Part:BBa_K3185007

SPYCatcher -> sfGFP -> TA2

Usage and Biology

Tachystation A2(TA2) is a protein from Tachypleus tridentatus[1]. The paper shows it binds to the polystyrene (PS)[2].

We used it as the PS binding protein. We also inserted Superfolder GFP (sfGFP, BBa_I746916) which we improved GFP to make the folding time shorter in the N-terminal of LCI (BBa_I746916). By doing so, we wanted to do the binding assay with fluorescence. Moreover, we put SpyCatcher on N-terminus of sfGFP because we used the SpyTag/SpyCatcher system to bind it to other parts.

This part has four tags. First is 6×His-tag inserted in the N-terminus of SpyCatcher(BBa_K1159200) for protein purification. Second is MYC-tag inserted between sfGFP and Spy-Catcher to detect it by using the antibody. Third is a TEV protease site and we put it into two regions because it was used for protein purification in the paper[2].

We inserted it in between the BamHI site and the Ndel site on the pET11-a. We used BL21(DE3) for gene expression.We used Ni-NTA agarose for purification. After that, we confirmed the molecular weight of TA2 by using SDS-PAGE.

Sequence and Features

Purification

Expression

• Cells were grown in 200ml LB media (100μg/ml Ampicillin) at 37^oC shaking at 140 rpm to an OD600 of 0.5, verifying via a spectrophotometer.
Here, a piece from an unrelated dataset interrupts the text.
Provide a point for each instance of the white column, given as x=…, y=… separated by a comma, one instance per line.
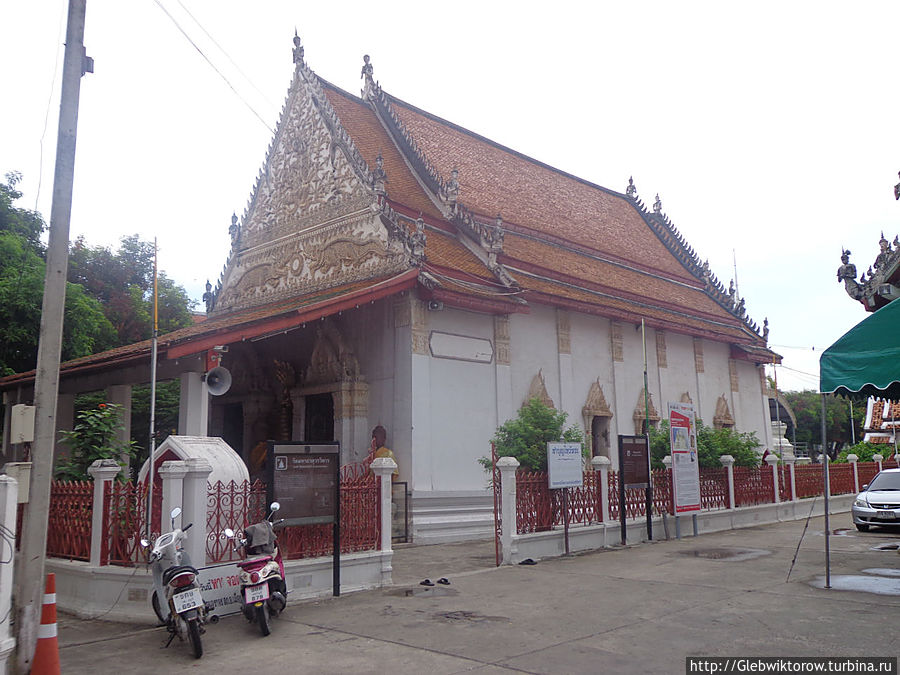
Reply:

• Protein was expressed in 0.1mM IPTG for 2hours.

SDS-PAGE

References

1 Osaki, T., Omotezako, M., Nagayama, R., Hirata, M., Iwanaga, S., Kasahara, J., Hattori, J., Ito, I., Sugiyama, H., and Kawabata, S.I. (1999).
Horseshoe crab hemocyte-derived antimicrobial polypeptides, tachystatins, with sequence similarity to spider neurotoxins.
J. Biol. Chem. 274, 26172–26178.

2 Directed evolution of polypropylene and polystyrene binding peptides
Veggiani, G., Nakamura, T., Brenner, M.D., Gayet, R. V., Yan, J., Robinson, C. V., and Howarth, M. (2016).
Programmable polyproteams built using twin peptide superglues.
Proc. Natl. Acad. Sci. U. S. A. 113, 1202–1207.